Everyone talks about “Stairway to Heaven” being Led Zeppelin’s quintessential cut on IV but die hard Page fans like author Brad Tolinski knows that “When The Levee Breaks” as he wrote so eloquently in Light & Shade: Conversations with Jimmy Page, “The song [“When The Levee Breaks”] could be seen as the culmination of all ideas [Jimmy had] been developing since the band’s first album. Anyone who has spent any real time talking to the guitarist about recording will hear his mantra, “distance equals depth,” at least once over the course of a conversation. And the drum sound on “Levee” is the definitive statement on Page’s thesis.”
“When The Levee” never fails to spark my memories of living in New Orleans, pre-Katrina. Led Zeppelin’s “Levee” perfectly reflected the power and pounding fear of living through a hurricane and/or flood while living in the dirty south. “Levee” specifically reminds me of the day, my street flooded in front of my apartment in New Orleans and I was talking on the steps with my downstairs neighbor when we witnessed a front wooden door floating down the flooded street in front of us.
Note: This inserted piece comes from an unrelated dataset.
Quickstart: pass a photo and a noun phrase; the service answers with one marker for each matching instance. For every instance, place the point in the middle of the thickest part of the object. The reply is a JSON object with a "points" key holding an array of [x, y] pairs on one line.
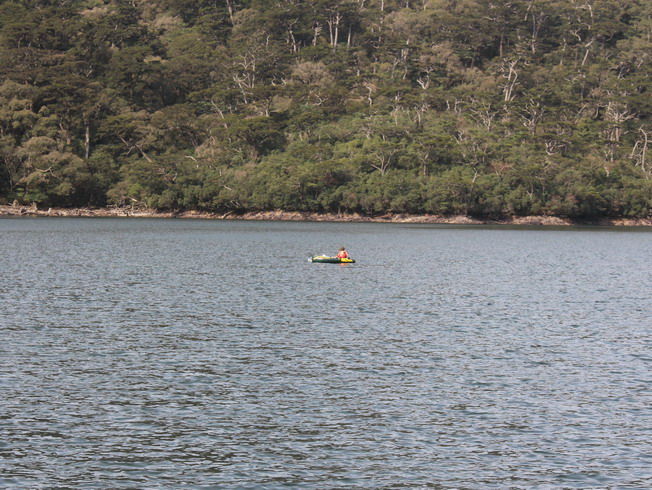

I remember telling my old neighbor, “You don’t see that every day.”
Page wasn’t dreaming of Louisiana floods when he crafted the rhythmic canvas that was “When The Levee Breaks,” Jimmy described to Tolinski in Light & Shade his modus operandi for ‘Levee” when he said, “The whole idea was to make “Levee” into a trance. If you notice, something new is added to every verse. Check it out…” It’s time for you to rediscover the layered genius of Jimmy Page’s piece de resistance; don’t fear the rhythm—get ready to dive inside the sounds of John Bonham’s immortalized drum powered fury of “When The Levee Breaks.”